In Papua New Guinea, he explained, organisation and coordination are not natural traits. It’s got something to do with the Melanesian mindset, he reckoned, but it’s something too complicated to explain over a couple of cups of coffee.

So if you are investigating what looks like organised crime in Papua New Guinea, he said, you are advised to look for external influences, particularly from Asia and certain parts of Australia.

He explained that in most countries mafia-like organisations extend their influence upwards into governments and businesses. This sort of corruption tends to work its way from the bottom up.

In Papua New Guinea, it tends to work differently. Here the mafia organisations target corrupt individuals at the top and once they have them in their pocket they use them to infiltrate the lower echelons of the organisation.

The corrupt politician, for instance, will corrupt the boss of his government department and this boss will corrupt senior staff under him. Sometimes this method seeps down and saturates entire departments.

So if you are going after organised crime in Papua New Guinea, Hari advised, start at the top.

I asked him whether this isn’t inherently very dangerous and he agreed but also pointed out that it had never really bothered him, it just made him ultra-careful and much more devious in the way he worked.

On the other hand disorganised crime, according to Hari, is everything illegal that happens either spontaneously or with very little planning.

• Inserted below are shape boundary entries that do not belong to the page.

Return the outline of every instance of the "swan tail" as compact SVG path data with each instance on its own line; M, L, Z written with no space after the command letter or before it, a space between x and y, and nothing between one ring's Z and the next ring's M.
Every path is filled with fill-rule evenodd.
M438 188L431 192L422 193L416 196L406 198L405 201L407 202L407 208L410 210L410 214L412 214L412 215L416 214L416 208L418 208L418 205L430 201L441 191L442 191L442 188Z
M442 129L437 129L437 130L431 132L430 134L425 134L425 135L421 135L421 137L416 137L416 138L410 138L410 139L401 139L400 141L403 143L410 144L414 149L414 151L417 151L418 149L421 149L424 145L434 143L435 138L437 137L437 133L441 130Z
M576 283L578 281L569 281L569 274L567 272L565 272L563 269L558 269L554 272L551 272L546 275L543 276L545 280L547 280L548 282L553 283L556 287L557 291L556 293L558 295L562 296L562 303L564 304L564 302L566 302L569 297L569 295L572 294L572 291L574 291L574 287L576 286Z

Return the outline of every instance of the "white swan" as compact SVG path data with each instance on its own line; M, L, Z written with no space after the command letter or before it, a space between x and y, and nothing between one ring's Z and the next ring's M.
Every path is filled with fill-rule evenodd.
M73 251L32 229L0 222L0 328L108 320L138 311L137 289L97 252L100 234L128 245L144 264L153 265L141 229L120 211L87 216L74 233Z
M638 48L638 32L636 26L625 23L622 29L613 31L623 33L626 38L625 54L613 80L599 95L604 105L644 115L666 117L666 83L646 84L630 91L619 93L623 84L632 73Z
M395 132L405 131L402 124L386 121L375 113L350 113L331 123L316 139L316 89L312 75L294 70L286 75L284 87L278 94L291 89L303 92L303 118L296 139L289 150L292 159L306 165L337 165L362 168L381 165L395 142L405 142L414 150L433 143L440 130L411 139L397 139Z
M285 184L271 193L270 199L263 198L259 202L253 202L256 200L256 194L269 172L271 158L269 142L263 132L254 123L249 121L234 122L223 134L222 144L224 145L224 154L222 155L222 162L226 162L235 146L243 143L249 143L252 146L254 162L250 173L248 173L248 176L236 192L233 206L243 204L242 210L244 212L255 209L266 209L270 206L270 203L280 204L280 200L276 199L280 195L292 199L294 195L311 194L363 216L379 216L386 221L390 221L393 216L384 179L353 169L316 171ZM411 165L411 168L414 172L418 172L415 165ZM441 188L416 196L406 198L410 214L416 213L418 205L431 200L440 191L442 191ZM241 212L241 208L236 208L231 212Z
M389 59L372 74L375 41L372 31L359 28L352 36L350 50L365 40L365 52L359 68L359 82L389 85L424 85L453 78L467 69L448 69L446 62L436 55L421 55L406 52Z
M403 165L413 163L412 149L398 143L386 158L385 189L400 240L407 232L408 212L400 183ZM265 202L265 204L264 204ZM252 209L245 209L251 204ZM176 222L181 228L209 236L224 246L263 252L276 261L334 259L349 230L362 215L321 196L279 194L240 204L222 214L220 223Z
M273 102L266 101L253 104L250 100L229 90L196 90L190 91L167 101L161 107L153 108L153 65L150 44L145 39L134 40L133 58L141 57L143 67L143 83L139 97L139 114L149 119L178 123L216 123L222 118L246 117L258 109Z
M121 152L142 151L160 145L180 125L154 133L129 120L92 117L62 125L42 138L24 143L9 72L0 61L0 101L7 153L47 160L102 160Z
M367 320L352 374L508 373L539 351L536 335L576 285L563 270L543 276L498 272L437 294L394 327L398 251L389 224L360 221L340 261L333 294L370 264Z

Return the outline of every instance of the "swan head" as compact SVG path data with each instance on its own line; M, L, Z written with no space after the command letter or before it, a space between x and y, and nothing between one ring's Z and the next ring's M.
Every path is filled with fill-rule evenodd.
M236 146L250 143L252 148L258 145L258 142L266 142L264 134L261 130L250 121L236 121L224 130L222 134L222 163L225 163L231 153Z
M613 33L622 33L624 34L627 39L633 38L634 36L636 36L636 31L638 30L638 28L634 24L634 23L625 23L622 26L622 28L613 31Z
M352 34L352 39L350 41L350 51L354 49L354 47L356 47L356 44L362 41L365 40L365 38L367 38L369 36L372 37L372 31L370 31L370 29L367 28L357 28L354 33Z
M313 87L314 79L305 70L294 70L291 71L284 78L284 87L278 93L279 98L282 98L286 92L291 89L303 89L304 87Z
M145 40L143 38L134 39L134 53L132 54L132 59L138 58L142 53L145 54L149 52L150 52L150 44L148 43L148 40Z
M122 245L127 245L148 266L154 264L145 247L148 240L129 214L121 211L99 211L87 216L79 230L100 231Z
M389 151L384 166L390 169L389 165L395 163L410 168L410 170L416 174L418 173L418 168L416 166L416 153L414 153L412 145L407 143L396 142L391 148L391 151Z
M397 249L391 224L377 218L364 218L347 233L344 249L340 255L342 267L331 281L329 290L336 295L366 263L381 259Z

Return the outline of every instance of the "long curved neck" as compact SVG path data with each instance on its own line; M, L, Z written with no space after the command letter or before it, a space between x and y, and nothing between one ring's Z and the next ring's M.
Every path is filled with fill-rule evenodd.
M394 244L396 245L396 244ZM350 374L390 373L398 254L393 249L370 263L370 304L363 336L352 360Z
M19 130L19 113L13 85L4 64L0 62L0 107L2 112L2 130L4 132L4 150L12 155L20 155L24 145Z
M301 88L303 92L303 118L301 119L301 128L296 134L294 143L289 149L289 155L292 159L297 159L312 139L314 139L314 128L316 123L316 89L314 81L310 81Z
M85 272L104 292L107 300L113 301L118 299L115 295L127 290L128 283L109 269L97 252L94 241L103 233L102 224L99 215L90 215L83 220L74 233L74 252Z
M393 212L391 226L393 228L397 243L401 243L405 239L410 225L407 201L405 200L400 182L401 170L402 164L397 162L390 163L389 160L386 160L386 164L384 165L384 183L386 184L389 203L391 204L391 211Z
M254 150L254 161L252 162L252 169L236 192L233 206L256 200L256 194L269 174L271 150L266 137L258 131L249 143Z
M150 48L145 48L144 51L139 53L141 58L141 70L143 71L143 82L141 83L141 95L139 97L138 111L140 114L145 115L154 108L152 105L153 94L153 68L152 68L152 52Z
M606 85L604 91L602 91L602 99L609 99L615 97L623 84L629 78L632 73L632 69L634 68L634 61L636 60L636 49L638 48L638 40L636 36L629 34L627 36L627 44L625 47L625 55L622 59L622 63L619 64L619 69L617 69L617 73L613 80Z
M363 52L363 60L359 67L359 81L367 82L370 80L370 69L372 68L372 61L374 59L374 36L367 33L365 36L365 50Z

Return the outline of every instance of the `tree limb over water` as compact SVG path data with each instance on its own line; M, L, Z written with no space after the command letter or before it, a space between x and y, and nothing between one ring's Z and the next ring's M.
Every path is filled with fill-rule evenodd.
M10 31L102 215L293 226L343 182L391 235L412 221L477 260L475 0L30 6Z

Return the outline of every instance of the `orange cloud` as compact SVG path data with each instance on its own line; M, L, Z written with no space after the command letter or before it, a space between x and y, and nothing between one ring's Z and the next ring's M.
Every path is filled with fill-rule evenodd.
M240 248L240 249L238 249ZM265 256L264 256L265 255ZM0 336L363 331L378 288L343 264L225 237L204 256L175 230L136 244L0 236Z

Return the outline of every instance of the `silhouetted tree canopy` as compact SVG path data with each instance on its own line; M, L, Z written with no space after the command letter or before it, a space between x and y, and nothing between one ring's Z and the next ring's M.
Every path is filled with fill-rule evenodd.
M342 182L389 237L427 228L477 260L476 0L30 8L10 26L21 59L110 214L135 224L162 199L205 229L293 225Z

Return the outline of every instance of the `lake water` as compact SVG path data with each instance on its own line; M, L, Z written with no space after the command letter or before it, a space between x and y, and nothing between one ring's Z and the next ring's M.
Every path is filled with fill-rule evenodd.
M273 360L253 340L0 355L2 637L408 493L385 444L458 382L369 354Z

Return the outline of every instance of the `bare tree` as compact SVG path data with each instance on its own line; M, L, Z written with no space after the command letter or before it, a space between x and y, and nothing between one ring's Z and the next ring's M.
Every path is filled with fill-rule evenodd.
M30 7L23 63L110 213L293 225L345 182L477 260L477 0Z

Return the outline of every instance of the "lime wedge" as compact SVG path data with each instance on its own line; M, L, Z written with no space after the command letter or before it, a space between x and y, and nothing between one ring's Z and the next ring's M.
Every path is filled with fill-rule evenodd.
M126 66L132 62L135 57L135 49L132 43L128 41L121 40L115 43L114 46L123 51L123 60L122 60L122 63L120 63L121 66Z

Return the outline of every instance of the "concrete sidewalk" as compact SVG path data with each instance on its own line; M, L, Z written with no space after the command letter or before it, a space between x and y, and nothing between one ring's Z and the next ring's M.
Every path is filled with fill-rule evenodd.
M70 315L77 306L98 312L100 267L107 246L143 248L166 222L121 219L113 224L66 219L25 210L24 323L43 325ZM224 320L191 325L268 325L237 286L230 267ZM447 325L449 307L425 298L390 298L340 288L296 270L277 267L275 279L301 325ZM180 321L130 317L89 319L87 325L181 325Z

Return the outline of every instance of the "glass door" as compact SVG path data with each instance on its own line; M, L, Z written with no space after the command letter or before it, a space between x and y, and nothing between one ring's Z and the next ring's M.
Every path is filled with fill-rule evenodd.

Someone lashing out in rage and injuring or killing someone is a good example. Highway robbery carried out by gangs of raskols is another. A group of bored young men who decide to set up a roadblock and rob people is disorganised crime.

So is a murder committed during clan warfare or an assault committed against a spouse in the home.

Anything that a little forethought might have prevented if the consequences were properly considered is disorganised crime.

The ‘other’ category, the one that really fascinates Hari, usually involves something happening for no apparent reason and which, in fact, may or may not be a crime.

The discovery of the body of a ward councillor renowned for his bad temper in the shallow waters off Koki Market.

The mysterious disappearance of a university professor who may or may not have been murdered.

The apparent accidental hit and run of a novice politician outside the Ela Beach Hotel.

All good examples you may have heard about.

These sorts of cases used to really get Hari going and he would pursue them with a doggedness that often baffled those working with him (or who were nominally in charge of what he was supposed to be doing).

I think it was the mystery of these sorts of cases that Hari found attractive. They were puzzles that he couldn’t leave alone until he had solved them.

And often enough he discovered there was no real crime committed. For many policemen this would be disheartening but it wasn’t so for Hari.

Along the way he helped people with their problems, settled family squabbles that had been going on for years and even redirected individuals away from actions that might otherwise have led them to commit a crime.

On Hari’s ‘other’ list were also crimes that were on the books but which he thought were non-crimes or so trivial they were worth worrying about.

Among these was homosexuality, which is illegal in Papua New Guinea. What consenting adults did in private, as long as they didn’t hurt anyone else, was none of his business he reckoned.

Solving a crime that was never committed, Hari said, left him smiling for days on end.